Tres claves para pensar la política regional
La elección en el Banco Interamericano de Desarrollo abrió la discusión en torno al perfil de la política exterior del gobierno de Alberto Fernández. Los detractores calificaron la posición argentina contra la candidatura del funcionario de la Casa Blanca, Mauricio Clever Carone, como un acto de torpeza que traerá consecuencias mientras que sus simpatizantes la consideraron un gesto de autonomía.
Para profundizar mejor el análisis es necesario alejarse de la idea de que toda resistencia a las pretensiones de Estados Unidos es un camino directo al aislamiento pero al mismo tiempo trazar matices respecto de una jugada que, en una primera lectura, terminó siendo derrotada.

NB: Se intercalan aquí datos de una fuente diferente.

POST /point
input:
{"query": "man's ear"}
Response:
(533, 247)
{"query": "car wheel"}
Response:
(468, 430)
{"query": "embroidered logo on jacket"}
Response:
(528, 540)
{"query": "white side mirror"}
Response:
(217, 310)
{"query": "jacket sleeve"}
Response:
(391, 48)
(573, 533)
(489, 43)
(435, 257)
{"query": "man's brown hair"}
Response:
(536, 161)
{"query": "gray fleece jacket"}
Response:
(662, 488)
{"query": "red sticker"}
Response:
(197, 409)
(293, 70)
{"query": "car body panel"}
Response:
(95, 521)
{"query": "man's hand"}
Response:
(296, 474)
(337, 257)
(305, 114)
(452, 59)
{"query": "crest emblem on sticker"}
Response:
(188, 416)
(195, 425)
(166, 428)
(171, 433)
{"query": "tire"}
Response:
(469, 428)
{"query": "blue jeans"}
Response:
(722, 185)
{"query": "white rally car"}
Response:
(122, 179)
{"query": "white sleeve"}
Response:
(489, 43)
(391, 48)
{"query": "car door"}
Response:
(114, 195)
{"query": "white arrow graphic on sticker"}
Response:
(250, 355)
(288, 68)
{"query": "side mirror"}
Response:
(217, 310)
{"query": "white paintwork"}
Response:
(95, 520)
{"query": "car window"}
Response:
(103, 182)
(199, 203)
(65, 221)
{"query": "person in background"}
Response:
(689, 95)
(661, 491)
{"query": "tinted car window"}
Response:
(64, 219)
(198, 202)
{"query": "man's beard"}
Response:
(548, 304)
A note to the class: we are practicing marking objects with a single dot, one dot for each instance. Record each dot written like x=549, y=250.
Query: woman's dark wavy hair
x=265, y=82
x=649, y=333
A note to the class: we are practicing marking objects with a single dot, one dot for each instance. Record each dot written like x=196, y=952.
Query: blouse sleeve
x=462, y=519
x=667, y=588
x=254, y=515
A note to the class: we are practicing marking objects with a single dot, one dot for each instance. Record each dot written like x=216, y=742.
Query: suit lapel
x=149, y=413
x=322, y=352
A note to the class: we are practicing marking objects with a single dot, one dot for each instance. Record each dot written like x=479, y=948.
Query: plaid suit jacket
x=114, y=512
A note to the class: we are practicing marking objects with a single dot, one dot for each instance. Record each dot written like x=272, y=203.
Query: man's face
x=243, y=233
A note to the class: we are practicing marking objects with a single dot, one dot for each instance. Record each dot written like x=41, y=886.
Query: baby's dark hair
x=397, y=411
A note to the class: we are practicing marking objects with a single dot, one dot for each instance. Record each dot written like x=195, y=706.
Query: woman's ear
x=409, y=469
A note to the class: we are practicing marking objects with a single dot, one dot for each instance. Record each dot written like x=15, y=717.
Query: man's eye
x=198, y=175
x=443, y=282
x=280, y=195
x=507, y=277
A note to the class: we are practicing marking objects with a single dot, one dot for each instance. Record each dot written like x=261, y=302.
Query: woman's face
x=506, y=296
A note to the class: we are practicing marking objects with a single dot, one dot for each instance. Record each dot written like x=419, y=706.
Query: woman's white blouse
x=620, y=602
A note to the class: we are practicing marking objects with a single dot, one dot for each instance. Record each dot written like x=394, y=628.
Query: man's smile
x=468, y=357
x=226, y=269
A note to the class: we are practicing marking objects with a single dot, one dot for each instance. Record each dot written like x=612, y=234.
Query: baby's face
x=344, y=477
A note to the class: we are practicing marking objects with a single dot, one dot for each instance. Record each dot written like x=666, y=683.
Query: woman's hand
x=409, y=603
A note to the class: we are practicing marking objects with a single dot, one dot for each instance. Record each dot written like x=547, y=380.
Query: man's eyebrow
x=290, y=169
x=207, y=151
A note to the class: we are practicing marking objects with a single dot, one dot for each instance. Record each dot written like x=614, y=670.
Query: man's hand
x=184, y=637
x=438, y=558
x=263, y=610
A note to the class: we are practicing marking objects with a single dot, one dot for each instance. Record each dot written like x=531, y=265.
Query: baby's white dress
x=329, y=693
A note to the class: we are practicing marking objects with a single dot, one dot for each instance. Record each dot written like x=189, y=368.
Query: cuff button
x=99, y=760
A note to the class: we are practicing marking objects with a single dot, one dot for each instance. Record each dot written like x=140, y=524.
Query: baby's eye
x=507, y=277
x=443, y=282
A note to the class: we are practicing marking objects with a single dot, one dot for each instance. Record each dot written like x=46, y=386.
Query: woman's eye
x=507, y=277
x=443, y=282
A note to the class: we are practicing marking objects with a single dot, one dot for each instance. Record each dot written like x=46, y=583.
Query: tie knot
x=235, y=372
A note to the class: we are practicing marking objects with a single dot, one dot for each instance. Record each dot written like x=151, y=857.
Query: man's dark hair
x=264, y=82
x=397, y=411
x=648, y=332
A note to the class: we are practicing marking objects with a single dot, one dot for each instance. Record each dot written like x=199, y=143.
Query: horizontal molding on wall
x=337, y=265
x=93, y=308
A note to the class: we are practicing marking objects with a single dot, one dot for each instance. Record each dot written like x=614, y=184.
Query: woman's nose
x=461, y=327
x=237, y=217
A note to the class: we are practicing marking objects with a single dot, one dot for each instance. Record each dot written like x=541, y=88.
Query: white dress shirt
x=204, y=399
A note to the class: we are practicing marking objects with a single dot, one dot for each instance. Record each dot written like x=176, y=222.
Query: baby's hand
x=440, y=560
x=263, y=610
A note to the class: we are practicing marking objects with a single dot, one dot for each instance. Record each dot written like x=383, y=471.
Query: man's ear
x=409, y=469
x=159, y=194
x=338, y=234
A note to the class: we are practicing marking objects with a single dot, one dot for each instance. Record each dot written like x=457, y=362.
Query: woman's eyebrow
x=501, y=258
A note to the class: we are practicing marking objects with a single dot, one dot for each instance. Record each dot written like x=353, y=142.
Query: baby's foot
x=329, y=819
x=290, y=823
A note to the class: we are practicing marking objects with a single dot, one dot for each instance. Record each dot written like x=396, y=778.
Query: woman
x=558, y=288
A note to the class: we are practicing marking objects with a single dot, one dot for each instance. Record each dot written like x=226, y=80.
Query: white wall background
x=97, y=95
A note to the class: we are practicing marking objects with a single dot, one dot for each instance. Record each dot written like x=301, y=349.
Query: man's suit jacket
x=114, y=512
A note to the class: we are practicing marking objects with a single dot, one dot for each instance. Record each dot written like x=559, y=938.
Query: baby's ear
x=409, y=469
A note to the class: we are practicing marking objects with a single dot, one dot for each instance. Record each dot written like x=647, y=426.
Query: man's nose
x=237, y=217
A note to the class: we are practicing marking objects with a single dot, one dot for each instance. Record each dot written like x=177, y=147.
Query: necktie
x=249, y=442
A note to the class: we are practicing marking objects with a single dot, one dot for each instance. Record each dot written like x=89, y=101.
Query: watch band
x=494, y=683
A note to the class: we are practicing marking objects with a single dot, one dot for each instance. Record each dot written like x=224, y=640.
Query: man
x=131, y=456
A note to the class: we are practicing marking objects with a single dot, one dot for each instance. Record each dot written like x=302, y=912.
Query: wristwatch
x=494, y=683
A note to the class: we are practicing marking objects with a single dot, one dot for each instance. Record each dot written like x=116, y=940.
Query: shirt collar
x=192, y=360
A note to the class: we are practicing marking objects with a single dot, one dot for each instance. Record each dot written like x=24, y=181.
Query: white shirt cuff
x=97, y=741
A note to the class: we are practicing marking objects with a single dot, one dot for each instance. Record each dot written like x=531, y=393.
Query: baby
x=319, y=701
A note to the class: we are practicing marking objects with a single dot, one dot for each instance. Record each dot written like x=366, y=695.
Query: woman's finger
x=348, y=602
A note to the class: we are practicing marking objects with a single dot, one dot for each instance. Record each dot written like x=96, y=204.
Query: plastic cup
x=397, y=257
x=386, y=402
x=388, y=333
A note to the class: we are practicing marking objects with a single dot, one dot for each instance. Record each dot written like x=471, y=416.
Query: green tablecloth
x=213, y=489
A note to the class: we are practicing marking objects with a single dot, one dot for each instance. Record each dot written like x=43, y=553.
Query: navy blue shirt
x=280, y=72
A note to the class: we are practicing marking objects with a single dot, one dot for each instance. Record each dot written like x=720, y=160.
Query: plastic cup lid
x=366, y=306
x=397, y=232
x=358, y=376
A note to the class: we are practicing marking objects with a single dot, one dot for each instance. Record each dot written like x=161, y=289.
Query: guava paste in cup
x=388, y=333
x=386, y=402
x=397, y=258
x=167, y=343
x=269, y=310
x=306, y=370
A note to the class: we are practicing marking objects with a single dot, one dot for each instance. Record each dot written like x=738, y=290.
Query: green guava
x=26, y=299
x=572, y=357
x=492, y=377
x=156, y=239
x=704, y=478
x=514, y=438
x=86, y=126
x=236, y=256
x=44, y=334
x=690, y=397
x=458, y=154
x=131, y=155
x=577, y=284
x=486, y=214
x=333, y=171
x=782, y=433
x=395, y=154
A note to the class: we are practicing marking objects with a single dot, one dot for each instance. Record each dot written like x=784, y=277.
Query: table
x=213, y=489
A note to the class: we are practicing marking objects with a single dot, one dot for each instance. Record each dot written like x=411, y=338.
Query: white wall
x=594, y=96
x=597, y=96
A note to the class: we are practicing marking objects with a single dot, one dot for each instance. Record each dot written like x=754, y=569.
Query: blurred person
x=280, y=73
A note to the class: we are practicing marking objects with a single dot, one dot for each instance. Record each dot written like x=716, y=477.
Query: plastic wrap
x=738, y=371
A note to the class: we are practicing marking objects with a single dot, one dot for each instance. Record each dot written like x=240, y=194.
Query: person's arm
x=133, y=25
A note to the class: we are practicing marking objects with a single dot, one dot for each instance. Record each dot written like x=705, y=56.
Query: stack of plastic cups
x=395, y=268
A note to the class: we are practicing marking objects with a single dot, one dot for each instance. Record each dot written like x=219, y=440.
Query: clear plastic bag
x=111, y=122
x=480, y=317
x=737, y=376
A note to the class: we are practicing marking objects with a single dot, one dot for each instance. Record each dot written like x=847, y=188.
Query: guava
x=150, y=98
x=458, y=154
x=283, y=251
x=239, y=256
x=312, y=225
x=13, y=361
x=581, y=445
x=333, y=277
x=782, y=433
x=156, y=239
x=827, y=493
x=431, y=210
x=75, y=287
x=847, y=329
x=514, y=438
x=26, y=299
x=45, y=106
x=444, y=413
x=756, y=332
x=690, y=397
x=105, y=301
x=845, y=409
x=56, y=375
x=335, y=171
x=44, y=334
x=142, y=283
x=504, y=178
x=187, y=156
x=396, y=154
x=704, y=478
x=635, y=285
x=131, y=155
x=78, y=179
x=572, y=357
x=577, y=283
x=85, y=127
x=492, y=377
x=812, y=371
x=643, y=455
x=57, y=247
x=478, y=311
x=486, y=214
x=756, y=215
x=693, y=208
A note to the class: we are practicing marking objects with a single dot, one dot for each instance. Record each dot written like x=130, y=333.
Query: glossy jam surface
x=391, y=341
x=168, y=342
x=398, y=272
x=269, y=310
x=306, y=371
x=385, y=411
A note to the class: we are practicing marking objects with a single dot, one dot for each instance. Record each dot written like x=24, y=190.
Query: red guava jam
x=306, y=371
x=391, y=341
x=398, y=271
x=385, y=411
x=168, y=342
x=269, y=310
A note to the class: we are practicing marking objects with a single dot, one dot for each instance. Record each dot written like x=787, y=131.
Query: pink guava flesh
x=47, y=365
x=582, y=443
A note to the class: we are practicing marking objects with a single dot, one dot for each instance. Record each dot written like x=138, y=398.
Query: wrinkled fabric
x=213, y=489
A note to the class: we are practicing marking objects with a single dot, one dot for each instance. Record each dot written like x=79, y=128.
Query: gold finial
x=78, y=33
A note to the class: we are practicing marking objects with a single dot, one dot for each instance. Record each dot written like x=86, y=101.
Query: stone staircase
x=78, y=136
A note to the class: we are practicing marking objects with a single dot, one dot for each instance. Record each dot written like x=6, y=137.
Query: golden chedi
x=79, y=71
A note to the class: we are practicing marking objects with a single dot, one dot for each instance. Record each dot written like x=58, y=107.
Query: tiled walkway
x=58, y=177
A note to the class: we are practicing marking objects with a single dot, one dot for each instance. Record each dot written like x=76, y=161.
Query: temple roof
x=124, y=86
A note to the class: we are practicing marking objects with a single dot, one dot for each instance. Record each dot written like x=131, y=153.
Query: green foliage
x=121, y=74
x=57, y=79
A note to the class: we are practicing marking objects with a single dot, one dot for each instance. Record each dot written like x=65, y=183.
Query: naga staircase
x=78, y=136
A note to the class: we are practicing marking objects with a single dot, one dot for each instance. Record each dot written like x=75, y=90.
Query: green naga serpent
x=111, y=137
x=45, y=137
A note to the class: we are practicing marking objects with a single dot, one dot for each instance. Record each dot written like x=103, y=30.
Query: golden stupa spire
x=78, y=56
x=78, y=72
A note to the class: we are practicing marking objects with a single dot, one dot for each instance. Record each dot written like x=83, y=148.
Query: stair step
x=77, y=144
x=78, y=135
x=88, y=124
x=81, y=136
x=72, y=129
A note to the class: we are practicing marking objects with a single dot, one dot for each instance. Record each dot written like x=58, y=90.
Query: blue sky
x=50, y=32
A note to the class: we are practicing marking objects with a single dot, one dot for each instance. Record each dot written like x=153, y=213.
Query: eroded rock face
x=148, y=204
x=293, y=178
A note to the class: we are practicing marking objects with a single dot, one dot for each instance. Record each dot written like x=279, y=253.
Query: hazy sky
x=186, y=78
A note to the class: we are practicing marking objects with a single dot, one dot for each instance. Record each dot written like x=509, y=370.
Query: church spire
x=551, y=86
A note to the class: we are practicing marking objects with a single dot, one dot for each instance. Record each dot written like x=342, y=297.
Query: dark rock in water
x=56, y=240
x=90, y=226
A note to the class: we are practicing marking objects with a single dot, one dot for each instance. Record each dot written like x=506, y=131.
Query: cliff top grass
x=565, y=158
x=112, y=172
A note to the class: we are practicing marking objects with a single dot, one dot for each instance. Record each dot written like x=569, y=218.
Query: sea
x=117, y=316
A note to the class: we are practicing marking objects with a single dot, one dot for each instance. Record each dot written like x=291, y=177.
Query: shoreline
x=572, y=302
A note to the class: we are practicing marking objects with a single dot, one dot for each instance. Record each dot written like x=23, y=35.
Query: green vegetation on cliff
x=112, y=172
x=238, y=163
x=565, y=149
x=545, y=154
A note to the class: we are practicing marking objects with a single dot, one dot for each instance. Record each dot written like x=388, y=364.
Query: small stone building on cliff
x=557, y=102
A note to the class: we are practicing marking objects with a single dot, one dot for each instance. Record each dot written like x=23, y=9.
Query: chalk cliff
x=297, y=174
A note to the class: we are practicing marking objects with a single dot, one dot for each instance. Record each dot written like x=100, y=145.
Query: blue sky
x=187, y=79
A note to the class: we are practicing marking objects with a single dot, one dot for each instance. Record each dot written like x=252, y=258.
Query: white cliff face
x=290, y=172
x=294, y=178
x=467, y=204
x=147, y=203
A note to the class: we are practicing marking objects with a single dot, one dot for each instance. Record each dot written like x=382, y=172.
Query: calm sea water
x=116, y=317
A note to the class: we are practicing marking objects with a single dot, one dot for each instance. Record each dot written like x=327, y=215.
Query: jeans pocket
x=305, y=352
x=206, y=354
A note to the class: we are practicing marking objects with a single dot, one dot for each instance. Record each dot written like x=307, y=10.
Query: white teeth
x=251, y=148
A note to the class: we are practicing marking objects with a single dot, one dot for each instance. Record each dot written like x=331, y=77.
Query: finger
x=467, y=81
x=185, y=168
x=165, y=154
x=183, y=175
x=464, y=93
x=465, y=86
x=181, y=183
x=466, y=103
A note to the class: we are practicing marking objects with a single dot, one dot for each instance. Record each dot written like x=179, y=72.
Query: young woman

En ese sentido, hay que diferenciar algunos elementos claves. El error argentino no fue la postura, sensata y consecuente, de respetar los usos y costumbres del organismo en relación a la presidencia latinoamericana ni pretender estirar los tiempos articulando consensos para bloquear el quórum, sino en confiar en que un perfil de alianzas supuestamente homogénea permitiría coronar un triunfo.
Alberto Fernández comenzó la gestión con el desafío de construir una política exterior que se diferencie al mismo tiempo de la lógica subordinada con las potencias céntrales de Mauricio Macri y el “antiimperialismo” confrontativo que supo representar la ola progresista de la que formó parte el gobierno de Cristina Fernández de Kirchner. Si tuviéramos que sintetizarlo en una remera, la consigna sería “Ni Trump, ni Maduro”.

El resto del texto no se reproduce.